Manajer Jung In Wook mengangguk dan Yoo-hyun memberi cap persetujuannya.

“…”

Kedua pria itu tampak terdiam melihat sikap Yoo-hyun yang tak kenal takut.

Yoo-hyun membungkuk dan kembali ke tempat duduknya.

Lee Jin Mok senior memberitahunya cara mengerjakan tugas modul atas permintaan Maeng Ki Yong senior.

Dia menyentuh kotak styrofoam dan kotak plastik hitam di kereta lipat secara bergantian dan menjelaskan.
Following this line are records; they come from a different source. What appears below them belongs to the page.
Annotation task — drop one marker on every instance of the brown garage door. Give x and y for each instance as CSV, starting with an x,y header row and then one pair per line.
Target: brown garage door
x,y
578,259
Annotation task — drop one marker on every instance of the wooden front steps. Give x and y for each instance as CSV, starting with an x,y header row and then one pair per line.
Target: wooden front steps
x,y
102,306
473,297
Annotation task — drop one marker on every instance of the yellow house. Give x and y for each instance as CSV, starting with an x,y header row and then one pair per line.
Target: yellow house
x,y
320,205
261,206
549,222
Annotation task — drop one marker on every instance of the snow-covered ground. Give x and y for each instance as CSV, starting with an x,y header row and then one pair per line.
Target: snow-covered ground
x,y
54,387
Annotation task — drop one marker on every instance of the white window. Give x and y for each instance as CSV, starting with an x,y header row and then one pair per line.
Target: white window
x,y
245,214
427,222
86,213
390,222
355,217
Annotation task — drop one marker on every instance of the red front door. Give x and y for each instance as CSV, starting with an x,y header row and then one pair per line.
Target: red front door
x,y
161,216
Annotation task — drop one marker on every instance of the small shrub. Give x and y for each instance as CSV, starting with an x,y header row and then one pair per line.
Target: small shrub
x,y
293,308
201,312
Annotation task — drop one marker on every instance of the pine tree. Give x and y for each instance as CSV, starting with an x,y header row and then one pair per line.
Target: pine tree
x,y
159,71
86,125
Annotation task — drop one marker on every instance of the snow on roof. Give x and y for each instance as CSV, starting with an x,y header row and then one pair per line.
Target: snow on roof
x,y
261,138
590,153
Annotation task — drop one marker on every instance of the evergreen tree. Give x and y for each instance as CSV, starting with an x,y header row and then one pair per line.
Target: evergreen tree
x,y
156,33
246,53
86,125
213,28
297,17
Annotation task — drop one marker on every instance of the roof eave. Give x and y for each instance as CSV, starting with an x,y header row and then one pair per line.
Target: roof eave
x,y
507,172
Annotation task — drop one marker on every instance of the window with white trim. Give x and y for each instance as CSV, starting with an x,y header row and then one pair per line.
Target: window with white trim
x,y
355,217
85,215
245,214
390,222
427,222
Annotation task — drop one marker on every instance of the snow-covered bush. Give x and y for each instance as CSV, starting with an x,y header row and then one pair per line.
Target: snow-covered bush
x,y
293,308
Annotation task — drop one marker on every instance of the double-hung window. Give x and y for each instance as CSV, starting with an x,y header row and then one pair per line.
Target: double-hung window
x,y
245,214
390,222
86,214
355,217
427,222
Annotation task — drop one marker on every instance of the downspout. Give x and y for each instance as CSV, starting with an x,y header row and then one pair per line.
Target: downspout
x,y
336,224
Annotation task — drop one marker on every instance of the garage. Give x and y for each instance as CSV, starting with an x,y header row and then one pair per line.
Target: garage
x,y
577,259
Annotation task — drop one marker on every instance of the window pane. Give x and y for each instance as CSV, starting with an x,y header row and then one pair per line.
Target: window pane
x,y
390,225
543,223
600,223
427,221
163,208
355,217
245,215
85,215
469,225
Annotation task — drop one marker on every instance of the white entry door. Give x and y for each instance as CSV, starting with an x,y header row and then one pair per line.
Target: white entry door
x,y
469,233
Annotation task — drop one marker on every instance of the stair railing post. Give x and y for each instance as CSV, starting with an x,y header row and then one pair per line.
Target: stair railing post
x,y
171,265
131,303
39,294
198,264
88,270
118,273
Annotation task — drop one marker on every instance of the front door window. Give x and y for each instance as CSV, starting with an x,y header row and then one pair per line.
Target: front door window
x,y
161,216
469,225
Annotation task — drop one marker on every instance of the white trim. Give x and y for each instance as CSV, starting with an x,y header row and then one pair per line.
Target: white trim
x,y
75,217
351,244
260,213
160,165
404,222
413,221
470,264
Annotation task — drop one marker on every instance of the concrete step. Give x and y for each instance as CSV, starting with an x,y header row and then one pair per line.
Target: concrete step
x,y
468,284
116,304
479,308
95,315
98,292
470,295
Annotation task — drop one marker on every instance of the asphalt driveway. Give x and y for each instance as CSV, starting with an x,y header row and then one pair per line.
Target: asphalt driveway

“Ada panel di sini dan FPCB (PCB fleksibel) di sini.”

“Ya, aku tahu itu.”

“Lalu kamu tahu apa itu kerja modul?”

“Ya. Ini memasang FPCB ke permukaan kaca panel, kan?”

“Benar. Tapi ini…”

Lee Jin Mok senior menjelaskan secara singkat proses kerja modul.

Yoo-hyun sudah mengetahuinya, tetapi dia mendengarkan dengan saksama kata-kata seniornya yang dengan baik hati mendekatinya.

Setelah beberapa saat, Lee Jin Mok senior bertanya padanya.

“Apakah kamu sudah melakukan reservasi melalui sistem seperti yang aku katakan sebelumnya?”

“Ya. Aku bisa pergi dalam 30 menit.”

“Tapi waktu itu tidak akan terulang.”

“Kenapa begitu?”

Saat Yoo-hyun bertanya, Lee Jin Mok senior bertele-tele.

“Ada yang seperti itu. Kamu akan lihat nanti kalau kamu ke sana. Di mana itu?”

Wajahnya berbayang.

“Aku memeriksanya di situs.”

“Baiklah, bagus untukmu.”

“Kalau begitu aku akan kembali.”

Yoo-hyun membungkuk dan menarik kereta.